Менестрель раздраженно положил самописку на стол. Перрен уже посвятил целую лекцию стилю Руссо. Просто зло берет, никакой координации между общим курсом профа и семинаром ассистента. Он опустил глаза на свои заметки. Через минуту строчки расплылись. Менестрель-Руссо прогуливался под зеленой сенью из Эрмитажа в Обон под руку с прекрасной госпожой Удето. Он срывал платочек, прикрывающий грудь, осыпал ее поцелуями. Менестрель далеко не во всем походил на Руссо, он тоже был гениален, но отнюдь не так смешон. Он, например, совершенно не нуждался в катетере, чтобы помочиться, умел танцевать, отлично владел оружием и, имея дело о особами прекрасного пола, не ограничивался тем, что проливал слезы, припав к их коленям. Итак, он увлекает госпожу Удето в рощу, срывает платье с фижмами и тут же на траве упивается блаженством. Однако вдруг, откуда ни возьмись, появляется Гримм, глядит своими мутными выпученными глазами на обнаженную Удето и вместо того, чтобы удалиться, как положено человеку благородному, позволяет себе грубо ее лорнировать, не произнося при этом ни слова. Нет, это уж слишком, Менестрель выхватывает шпагу.

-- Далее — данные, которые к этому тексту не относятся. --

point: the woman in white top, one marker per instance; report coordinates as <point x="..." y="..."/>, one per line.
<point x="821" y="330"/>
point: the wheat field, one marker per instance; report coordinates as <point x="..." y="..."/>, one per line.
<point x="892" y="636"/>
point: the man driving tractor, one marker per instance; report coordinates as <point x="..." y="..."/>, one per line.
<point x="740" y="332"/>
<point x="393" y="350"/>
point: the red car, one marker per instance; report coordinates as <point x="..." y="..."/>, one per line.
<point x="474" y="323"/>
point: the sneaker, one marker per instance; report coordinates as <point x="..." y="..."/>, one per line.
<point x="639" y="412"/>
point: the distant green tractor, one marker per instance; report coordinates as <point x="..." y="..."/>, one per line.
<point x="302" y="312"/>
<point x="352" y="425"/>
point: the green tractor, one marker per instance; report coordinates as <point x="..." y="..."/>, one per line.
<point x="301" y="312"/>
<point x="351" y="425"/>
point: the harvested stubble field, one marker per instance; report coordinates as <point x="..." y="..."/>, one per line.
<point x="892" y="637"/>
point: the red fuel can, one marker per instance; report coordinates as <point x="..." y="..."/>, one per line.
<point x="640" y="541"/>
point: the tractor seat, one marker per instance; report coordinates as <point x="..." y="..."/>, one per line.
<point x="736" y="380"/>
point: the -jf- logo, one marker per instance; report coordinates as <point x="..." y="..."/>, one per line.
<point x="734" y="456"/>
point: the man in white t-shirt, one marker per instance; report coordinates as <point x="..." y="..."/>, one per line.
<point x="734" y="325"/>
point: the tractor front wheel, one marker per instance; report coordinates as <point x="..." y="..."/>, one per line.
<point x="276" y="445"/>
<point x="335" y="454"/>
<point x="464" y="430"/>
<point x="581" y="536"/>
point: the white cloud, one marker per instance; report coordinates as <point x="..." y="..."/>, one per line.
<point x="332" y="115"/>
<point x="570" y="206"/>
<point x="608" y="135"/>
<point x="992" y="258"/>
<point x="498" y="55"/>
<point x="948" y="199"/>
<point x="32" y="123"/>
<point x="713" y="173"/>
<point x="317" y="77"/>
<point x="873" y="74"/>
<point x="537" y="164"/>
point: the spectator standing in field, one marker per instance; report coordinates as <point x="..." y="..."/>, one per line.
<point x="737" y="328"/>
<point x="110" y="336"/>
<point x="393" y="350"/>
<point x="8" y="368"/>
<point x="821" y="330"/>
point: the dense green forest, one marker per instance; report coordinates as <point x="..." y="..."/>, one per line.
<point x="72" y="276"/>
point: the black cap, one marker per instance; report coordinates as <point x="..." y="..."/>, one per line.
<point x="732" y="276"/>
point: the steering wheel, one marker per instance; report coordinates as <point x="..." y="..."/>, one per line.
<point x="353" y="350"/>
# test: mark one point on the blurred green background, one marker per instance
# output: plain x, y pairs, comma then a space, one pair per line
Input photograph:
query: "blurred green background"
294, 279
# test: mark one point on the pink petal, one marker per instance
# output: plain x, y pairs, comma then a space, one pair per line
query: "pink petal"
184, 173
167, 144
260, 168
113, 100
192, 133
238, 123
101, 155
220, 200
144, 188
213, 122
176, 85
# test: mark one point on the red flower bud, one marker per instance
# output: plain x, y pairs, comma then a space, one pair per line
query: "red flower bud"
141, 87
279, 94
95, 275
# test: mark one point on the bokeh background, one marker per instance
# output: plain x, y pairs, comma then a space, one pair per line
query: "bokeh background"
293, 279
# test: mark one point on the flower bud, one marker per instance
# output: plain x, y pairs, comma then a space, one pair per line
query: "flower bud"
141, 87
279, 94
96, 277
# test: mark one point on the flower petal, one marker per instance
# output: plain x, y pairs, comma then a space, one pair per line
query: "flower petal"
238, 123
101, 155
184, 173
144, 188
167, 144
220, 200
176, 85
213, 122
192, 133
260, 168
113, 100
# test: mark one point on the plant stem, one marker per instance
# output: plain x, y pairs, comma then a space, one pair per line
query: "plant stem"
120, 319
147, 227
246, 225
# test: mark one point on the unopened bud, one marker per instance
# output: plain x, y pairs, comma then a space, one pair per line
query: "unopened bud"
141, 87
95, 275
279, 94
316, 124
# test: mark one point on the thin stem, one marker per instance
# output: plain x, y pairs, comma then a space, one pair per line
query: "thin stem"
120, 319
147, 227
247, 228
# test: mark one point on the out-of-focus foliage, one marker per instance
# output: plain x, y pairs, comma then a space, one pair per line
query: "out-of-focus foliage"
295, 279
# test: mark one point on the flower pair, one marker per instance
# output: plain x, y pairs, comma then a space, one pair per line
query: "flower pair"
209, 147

— Не можешь ли ты дать мне свои конспекты последнего семинара? — сказала Жаклин Кавайон.

Менестрель вдруг увидел стену, на которую были слепо устремлены его глаза, Левассера, застегивающего у стола портфель, услышал гул, означавший, что семинар окончен, поднял голову и посмотрел на Жаклин. Она тотчас улыбнулась ему, ее плотное, тяжеловатое тело было неподвижно, но черные сверкающие глаза обволокли его теплым светом — так бескрылая самка светляка приманивает во мраке крылатого самца. Жаклин стояла перед ним, опершись бедром о край его стола, и так как Менестрель все еще сидел, ее глаза, продолговатые, как полумесяцы, изливали на него сверху вниз волны мягкого света. Время от времени она хлопала черными ресницами, длинными и густыми, прикрывая и открывая, подобно маяку, пучок лучей, направленный в его сторону с невероятной интенсивностью биологического призыва. Менестрель, как завороженный, глядел в блестящие зрачки. Он не мог выговорить ни слова, он еще не опомнился от своего свидания с госпожой Удето, и вдруг его, взмокшего и трепещущего, поймал этот взгляд, который был как бы продолжением той встречи. Через минуту ему удалось отвести глаза, он проглотил слюну и сказал беззвучным голосом:

— У меня нет их с собой, я принесу тебе завтра на лекцию Перрена.